DIP 1027--String Interpolation--Final Review Discussion Thread (page 3) - D Programming Language Discussion Forum

Forums

New users
- Learn
Community
- General
- Announce
Improvements
- DIP Ideas
- DIP Devel.
Ecosystem
- GDC
- LDC
- Debuggers
- IDEs
- DWT
Development
- Internals
- Issues
- Beta
- DMD
- Phobos
- Druntime
- Study
Turkish
- Genel
- Duyuru

Index » General » DIP 1027--String Interpolation--Final Review Discussion Thread (page 3)

February 02, 2020

Re: DIP 1027--String Interpolation--Final Review Discussion Thread

Posted by Tove
in reply to MoonlightSentinel

Tove

Posted in reply to MoonlightSentinel

On Sunday, 2 February 2020 at 16:10:49 UTC, MoonlightSentinel wrote:
> On Sunday, 2 February 2020 at 15:31:46 UTC, Tove wrote:
>> Implict conversion to string would trigger allocations! This is not an option, allocations has to be explict. However alias this to tuple is fine by me.
>
> The GC is usually opt-in.
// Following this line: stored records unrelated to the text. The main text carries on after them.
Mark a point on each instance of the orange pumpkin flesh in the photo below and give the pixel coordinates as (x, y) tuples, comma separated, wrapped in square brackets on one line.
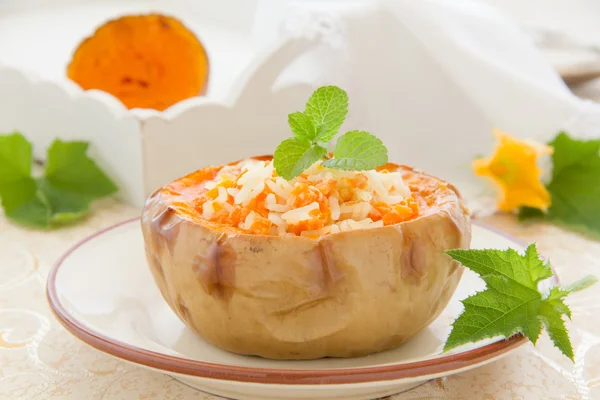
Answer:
[(340, 295), (146, 61)]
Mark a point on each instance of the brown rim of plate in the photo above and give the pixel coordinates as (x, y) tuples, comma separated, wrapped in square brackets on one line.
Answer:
[(185, 366)]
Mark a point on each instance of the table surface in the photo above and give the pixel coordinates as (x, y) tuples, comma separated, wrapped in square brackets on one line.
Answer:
[(40, 360)]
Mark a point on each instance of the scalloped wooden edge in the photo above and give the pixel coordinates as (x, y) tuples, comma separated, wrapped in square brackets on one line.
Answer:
[(130, 144)]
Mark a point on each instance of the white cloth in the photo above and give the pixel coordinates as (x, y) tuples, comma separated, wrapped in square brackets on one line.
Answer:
[(430, 77)]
Having this in feature in @gc code would be better than not having it at all.

It's perfectly fine to have a explicit conversion to string, but it needs to be clearly visible from the code where all expensive operations are.
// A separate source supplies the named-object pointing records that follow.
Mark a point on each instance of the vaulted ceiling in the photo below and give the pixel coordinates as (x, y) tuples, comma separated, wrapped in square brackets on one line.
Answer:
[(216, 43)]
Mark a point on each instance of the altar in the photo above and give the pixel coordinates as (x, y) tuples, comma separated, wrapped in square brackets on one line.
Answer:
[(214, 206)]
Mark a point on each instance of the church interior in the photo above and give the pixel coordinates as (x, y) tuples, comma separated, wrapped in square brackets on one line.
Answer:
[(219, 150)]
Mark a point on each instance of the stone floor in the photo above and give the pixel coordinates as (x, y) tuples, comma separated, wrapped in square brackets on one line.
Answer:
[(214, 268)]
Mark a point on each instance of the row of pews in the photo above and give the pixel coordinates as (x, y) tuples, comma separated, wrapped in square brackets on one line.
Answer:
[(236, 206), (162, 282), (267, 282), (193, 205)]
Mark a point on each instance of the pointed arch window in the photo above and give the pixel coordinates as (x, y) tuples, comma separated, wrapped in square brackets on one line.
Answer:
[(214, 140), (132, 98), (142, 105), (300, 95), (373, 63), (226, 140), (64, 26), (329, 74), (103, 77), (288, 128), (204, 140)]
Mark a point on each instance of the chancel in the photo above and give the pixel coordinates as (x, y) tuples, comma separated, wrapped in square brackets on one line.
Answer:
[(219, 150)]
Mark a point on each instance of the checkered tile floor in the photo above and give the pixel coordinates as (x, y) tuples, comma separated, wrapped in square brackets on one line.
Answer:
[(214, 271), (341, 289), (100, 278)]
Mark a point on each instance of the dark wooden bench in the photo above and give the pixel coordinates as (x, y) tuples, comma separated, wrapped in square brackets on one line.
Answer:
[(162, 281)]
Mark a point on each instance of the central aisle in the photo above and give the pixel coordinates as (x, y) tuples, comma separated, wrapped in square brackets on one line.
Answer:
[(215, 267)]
It's the same design philosophy as with the 'in' operator, you shouldn't use 'in' with O(n) algos, because it looks like a deceptively cheap operation.

February 02, 2020

Re: DIP 1027--String Interpolation--Final Review Discussion Thread

Posted by Adam D. Ruppe
in reply to Tove

Adam D. Ruppe

Posted in reply to Tove

On Sun, Feb 02, 2020 at 03:31:46PM +0000, Tove via Digitalmars-d wrote:
> Implict conversion to string would trigger allocations!
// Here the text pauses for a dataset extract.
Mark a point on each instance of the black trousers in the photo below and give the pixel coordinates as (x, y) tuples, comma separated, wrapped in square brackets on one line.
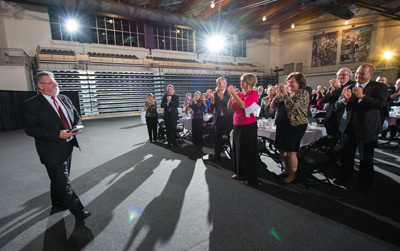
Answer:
[(170, 127), (152, 127), (332, 125), (350, 142), (223, 126), (244, 152), (197, 125), (60, 187)]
 indeed but you can also just not do that; you do need to specift string
 to trigger alias this.


 but i personally would also be oj with explicit toString call, my point
 is really with a struct we can do it all, whereas with the dip as-is we
 privilege one niche case at the expense of almost all others.

February 02, 2020

Re: DIP 1027--String Interpolation--Final Review Discussion Thread

Posted by Tove
in reply to Adam D. Ruppe

Tove

Posted in reply to Adam D. Ruppe

On Sunday, 2 February 2020 at 16:21:18 UTC, Adam D. Ruppe wrote:
> On Sun, Feb 02, 2020 at 03:31:46PM +0000, Tove via Digitalmars-d wrote:
>> Implict conversion to string would trigger allocations!
>
>  indeed but you can also just not do that; you do need to specift string
>  to trigger alias this.
>
>
>  but i personally would also be oj with explicit toString call, my point
>  is really with a struct we can do it all, whereas with the dip as-is we
>  privilege one niche case at the expense of almost all others.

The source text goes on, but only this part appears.